The next pack turned out to contain dried noodles. But it wasn't a complete meal, so there weren't any tasty bits in there. Possibly it they were supposed to go with the beef soup.
But, oddly, there was one recognizable bit of food that was not dried: a pack of sliced bacon. Since I had a cooker with two flames and also a pan, I fried me some bacon and it went very well with the noodles.
Though I wondering a bit while preparing it. Normally, there are no polar bears in the vicinity of the North Pole. While there have been sightings in the past, they usually don't go to latitudes that high. But in the unlikely event that there was a polar bear around, was it really a good idea to fry some bacon? Is there anything that says more distinctly 'humans and food can be found here' than the smell of fried bacon?
But then, polar bears in that area are really quite rare...
After a long and quite diverse meal (I hadn't realized how hungry I was until I noticed that I had eaten almost three quarters of the food), it was time to lie back, relax and enjoy camping at the North Pole.
While most of the time so far had been spent doing something practical, like skiing or preparing food, being at the North Pole hadn't quite emotionally caught up with me. While I was certainly aware of the fact, it didn't mean much beyond "this is the point to stop skiing and to take a picture of the GPS."

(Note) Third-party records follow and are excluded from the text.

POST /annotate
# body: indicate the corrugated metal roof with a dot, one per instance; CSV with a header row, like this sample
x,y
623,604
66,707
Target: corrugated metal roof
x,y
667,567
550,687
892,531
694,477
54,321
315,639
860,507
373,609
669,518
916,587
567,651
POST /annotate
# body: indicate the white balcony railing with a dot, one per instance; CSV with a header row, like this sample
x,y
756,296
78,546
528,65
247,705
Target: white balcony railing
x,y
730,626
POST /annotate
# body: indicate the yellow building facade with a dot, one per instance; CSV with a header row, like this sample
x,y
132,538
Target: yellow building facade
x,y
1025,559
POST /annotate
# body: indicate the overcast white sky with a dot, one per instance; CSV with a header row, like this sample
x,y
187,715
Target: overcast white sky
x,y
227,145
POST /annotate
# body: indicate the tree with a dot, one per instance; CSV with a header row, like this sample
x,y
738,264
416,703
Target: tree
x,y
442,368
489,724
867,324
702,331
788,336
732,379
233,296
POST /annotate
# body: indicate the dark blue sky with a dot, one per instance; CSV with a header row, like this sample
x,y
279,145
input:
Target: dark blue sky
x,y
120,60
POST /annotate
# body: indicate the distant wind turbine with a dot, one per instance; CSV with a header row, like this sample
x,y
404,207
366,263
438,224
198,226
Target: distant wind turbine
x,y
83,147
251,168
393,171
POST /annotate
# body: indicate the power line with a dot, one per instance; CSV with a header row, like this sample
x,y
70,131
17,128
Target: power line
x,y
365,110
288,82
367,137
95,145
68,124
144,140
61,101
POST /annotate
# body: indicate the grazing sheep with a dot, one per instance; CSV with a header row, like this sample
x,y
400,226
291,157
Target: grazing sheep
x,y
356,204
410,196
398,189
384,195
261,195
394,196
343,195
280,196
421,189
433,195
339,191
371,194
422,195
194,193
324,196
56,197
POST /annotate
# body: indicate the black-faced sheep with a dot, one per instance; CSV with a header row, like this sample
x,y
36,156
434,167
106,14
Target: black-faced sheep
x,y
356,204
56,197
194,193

Now I had some time to think about it and to enjoy the feeling:
I've now been on both geographical Poles, something that I wouldn't
have believed to be even marginally probable five years ago.
To quote a line from an old song:
"Lately it occurs to me: What a long, strange trip it's been."
But enough of melancholic ramblings.
A nice bonus of the situation was that I had the tent to myself. Originally intended for my guide and me, I not only had lots of space (so I didn't have to be keep my stuff in anything more organized than a heap), I also could enjoy the feeling to be all alone on top of the world (with some other tents nearby, of course).
Camping in cold weather conditions in the middle of nowhere, all alone in a tent, snuggled in warmly in my sleeping bag. Pure bliss!
I enjoyed that feeling for quite some time before finally calling it a day and getting some sleep.